I don’t think anyone ever had a breakthrough idea in a meeting room. I’ve always found meeting rooms a Petrie dish for safe mediocrity. There are twenty-eight different communication channels in a room of eight people; in a room of twenty, one hundred and ninety. In a conference of three hundred, just under ninety thousand. The exponential is clear – the more people, the more latent potential but, the greater the tendency toward groupthink and mediocrity in practice.
During this last year and a bit, I’ve experienced meetings in possibly the largest meeting room in the world, a.k.a Zoom. I’ve been in calls from four to over a thousand people, over several hundred meetings. Whilst my observations would not meet scientific research criteria, I’m grateful for what I’ve learned. Dialogue needs four people to appear and quickly dies once there are more than eight.
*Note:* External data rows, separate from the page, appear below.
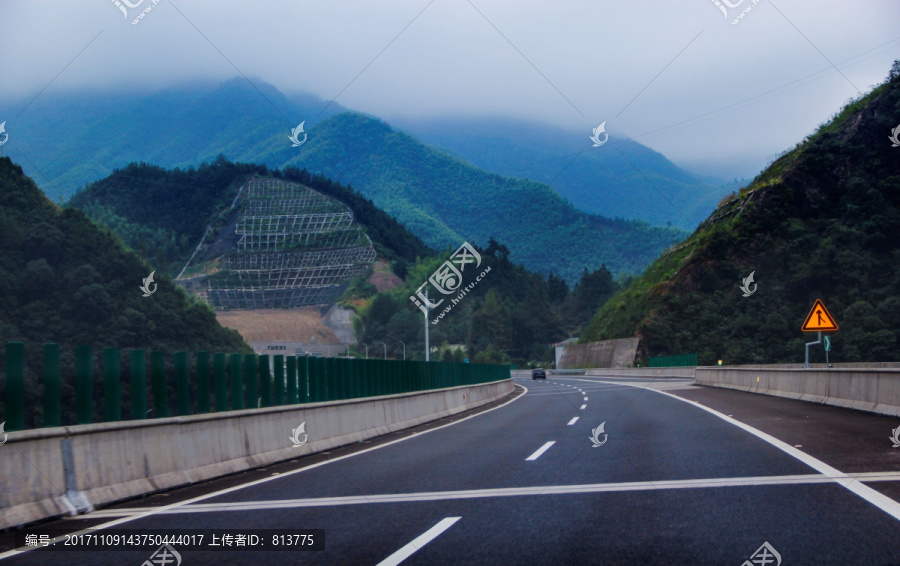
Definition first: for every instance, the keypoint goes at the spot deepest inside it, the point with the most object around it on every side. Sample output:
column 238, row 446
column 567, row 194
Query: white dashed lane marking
column 420, row 541
column 540, row 451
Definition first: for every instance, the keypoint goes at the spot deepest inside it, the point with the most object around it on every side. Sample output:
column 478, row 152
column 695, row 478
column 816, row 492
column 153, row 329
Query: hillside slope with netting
column 279, row 245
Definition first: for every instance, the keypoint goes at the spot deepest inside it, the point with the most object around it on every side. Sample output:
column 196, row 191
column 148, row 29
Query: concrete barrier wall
column 606, row 354
column 63, row 470
column 619, row 372
column 866, row 389
column 643, row 372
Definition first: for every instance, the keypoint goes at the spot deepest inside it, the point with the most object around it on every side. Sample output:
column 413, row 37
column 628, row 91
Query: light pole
column 428, row 307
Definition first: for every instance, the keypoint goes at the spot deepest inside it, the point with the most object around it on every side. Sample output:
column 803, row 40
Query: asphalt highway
column 678, row 475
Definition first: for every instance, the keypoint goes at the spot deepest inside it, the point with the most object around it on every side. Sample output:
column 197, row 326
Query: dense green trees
column 508, row 317
column 162, row 213
column 821, row 222
column 64, row 280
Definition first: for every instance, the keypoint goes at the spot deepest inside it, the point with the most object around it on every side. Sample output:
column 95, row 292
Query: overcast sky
column 675, row 75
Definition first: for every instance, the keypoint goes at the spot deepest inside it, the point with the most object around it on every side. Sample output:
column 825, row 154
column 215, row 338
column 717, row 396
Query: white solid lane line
column 418, row 542
column 165, row 508
column 540, row 451
column 876, row 498
column 375, row 499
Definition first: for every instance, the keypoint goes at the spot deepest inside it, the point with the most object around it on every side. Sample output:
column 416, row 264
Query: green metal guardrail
column 680, row 360
column 239, row 381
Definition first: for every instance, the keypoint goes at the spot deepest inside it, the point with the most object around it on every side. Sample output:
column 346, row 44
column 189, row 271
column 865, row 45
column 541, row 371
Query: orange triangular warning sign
column 819, row 319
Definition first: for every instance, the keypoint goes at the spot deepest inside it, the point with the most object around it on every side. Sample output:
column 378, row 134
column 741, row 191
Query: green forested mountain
column 512, row 315
column 163, row 213
column 442, row 199
column 822, row 222
column 600, row 180
column 63, row 279
column 446, row 201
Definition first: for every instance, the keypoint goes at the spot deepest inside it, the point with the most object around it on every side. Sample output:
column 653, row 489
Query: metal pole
column 808, row 344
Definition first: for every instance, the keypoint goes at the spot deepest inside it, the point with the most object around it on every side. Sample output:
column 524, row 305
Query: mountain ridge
column 819, row 223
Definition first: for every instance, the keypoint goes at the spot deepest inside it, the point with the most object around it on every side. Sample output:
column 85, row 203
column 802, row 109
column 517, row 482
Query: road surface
column 681, row 475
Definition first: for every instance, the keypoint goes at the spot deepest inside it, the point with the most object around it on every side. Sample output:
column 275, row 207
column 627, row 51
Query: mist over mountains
column 621, row 179
column 442, row 198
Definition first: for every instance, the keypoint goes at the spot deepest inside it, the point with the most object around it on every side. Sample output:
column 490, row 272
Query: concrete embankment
column 63, row 470
column 876, row 390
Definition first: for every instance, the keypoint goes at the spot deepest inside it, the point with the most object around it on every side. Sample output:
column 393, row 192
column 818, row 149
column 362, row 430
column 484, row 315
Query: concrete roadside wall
column 865, row 389
column 643, row 372
column 63, row 470
column 606, row 354
column 684, row 372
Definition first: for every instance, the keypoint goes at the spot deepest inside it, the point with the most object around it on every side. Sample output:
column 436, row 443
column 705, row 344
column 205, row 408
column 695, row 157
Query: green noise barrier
column 249, row 380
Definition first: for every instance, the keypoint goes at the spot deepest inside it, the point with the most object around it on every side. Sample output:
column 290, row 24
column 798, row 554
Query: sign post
column 817, row 320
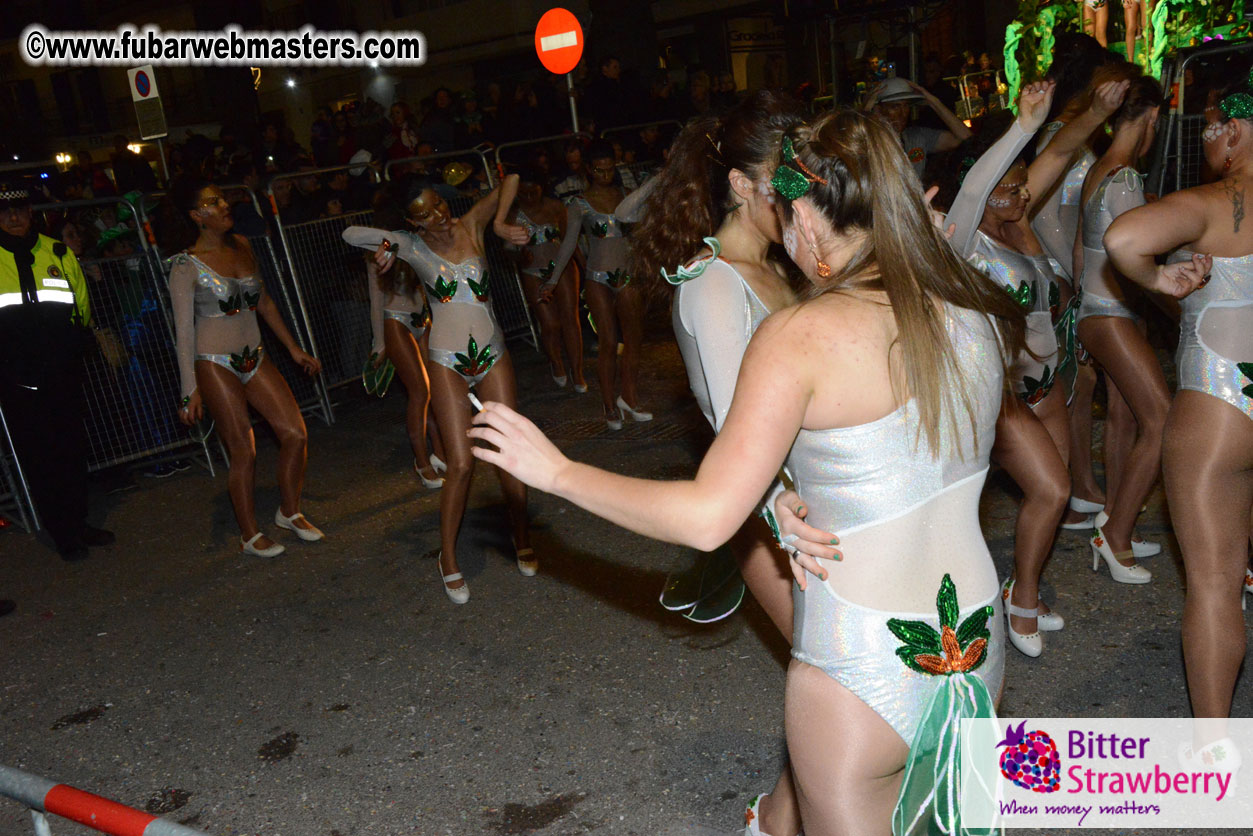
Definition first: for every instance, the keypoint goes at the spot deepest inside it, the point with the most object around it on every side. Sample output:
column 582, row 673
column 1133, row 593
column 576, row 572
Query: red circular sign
column 559, row 40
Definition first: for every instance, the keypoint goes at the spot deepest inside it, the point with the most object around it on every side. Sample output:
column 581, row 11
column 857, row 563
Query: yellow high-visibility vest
column 58, row 278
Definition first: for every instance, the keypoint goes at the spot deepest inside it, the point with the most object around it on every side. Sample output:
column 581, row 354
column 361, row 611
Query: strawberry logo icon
column 1030, row 760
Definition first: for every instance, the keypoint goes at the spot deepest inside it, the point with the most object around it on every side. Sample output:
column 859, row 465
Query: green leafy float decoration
column 247, row 360
column 475, row 361
column 480, row 291
column 951, row 649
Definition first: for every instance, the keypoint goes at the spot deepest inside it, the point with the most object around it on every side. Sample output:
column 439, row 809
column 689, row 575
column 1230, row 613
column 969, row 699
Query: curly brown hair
column 693, row 193
column 867, row 186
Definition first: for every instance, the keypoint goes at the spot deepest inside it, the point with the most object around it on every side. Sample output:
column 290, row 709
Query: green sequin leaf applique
column 475, row 360
column 1247, row 370
column 950, row 649
column 246, row 361
column 444, row 290
column 1024, row 295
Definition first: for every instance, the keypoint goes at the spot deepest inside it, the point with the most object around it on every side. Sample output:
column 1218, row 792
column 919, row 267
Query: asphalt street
column 335, row 691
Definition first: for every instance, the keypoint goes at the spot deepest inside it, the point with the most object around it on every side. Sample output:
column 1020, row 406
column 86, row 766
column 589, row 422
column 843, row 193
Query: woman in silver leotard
column 1110, row 331
column 617, row 305
column 216, row 296
column 723, row 290
column 1208, row 449
column 1033, row 440
column 466, row 347
column 551, row 296
column 889, row 380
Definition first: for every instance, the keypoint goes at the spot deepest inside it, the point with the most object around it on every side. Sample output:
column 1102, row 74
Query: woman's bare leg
column 566, row 301
column 629, row 307
column 1134, row 370
column 1030, row 454
column 501, row 385
column 549, row 321
column 272, row 397
column 452, row 415
column 404, row 352
column 1208, row 465
column 227, row 405
column 847, row 761
column 600, row 301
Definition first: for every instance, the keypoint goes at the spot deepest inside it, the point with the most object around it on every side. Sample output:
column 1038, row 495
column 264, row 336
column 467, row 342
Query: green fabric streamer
column 934, row 786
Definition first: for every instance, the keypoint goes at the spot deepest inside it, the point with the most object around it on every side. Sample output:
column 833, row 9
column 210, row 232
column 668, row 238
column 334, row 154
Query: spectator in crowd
column 343, row 137
column 322, row 138
column 439, row 127
column 402, row 138
column 891, row 102
column 470, row 129
column 130, row 171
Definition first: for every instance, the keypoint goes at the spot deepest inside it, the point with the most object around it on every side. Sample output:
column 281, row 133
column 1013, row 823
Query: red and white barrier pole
column 85, row 807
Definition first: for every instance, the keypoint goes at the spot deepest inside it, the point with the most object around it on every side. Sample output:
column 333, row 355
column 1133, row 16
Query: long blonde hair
column 871, row 188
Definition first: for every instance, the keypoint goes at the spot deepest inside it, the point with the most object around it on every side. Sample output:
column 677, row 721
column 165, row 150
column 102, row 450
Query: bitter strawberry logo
column 1030, row 760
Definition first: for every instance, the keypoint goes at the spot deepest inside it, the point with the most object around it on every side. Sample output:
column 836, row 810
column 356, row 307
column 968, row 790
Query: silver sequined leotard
column 1216, row 334
column 905, row 519
column 1033, row 285
column 214, row 320
column 464, row 332
column 1103, row 292
column 1056, row 222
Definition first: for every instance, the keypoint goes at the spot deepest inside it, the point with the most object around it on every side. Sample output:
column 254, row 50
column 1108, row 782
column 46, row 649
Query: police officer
column 44, row 321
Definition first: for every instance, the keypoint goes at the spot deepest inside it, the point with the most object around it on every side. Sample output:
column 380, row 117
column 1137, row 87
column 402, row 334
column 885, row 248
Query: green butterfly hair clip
column 793, row 183
column 1238, row 105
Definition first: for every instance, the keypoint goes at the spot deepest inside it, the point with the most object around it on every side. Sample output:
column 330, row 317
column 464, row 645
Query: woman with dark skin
column 1208, row 445
column 553, row 298
column 1112, row 332
column 466, row 347
column 617, row 305
column 214, row 292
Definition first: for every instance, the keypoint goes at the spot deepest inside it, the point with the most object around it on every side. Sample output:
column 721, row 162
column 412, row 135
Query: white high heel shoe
column 1140, row 548
column 634, row 415
column 459, row 595
column 312, row 534
column 1133, row 574
column 430, row 484
column 248, row 547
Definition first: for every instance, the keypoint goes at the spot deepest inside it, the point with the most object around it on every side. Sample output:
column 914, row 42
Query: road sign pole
column 574, row 108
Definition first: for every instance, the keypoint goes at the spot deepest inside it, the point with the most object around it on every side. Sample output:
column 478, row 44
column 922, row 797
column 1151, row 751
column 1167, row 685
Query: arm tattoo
column 1237, row 198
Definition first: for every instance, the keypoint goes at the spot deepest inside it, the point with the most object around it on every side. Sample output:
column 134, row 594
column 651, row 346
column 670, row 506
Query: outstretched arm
column 1137, row 237
column 1055, row 158
column 703, row 513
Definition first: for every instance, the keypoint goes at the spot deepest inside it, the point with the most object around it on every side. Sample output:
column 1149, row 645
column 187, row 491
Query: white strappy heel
column 459, row 595
column 312, row 534
column 248, row 547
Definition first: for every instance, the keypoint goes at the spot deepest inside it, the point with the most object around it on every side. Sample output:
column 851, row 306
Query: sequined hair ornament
column 966, row 164
column 793, row 183
column 1238, row 105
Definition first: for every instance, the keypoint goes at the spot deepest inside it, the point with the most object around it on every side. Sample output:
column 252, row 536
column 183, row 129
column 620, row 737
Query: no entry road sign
column 559, row 40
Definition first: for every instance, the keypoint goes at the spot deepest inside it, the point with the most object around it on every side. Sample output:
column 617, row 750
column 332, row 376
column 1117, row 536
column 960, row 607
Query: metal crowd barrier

My hypothesis appears to have some basis other than my observation – Robin Dunbar’s work on Friends supports it, as does this article from Inc. Lynne McTaggarts work also lends a hand. Then, of course, there’s common sense.
Yet, because technology gives us large rooms to shout in, we shout away. A quick look at any of the social media, or LinkedIn, shows the same. People are attracted to large numbers. Perhaps it’s the celebrity syndrome, or maybe that it’s easier not to be seen when we shout in a large room, but whatever it is, enormous amounts of energy are spent not making a difference.
Being heard means being accountable for what we say, and that requires us to trust those doing the hearing if we are to use our voice to say something out of the ordinary. That, in turn, takes us back to the exponential. Voices don’t get heard in a crowd.
I’ll move to a gardening metaphor. Voices need to be tended, like new growth in a greenhouse. As that voice becomes more confident, it gets hardened off outside the greenhouse by being exposed gradually to local conditions, until eventually, we transplant it into the local soil, and it has to make its own way. Do it too quickly, and it withers and dies.
One of the unexpected joys of this last year has been the opportunity to see this process in action as people from very different backgrounds have met regularly to talk about what they have been noticing in these unusual times. Ideas have sprouted from these agenda-free dialogues that have taken root in the world outside our conversational greenhouse. It has been a real lesson in the power of conversation versus the sterility of meetings, particularly meetings in large rooms.
As we find our way through the confusion most of us face, I think the lesson is clear. Start with conversations, with interesting people you trust, about what you’re each noticing. The crucial ideas and initiatives to see you through to the other side of confusion will follow.
Meetings are fine if you want to pass the time maintaining the status quo.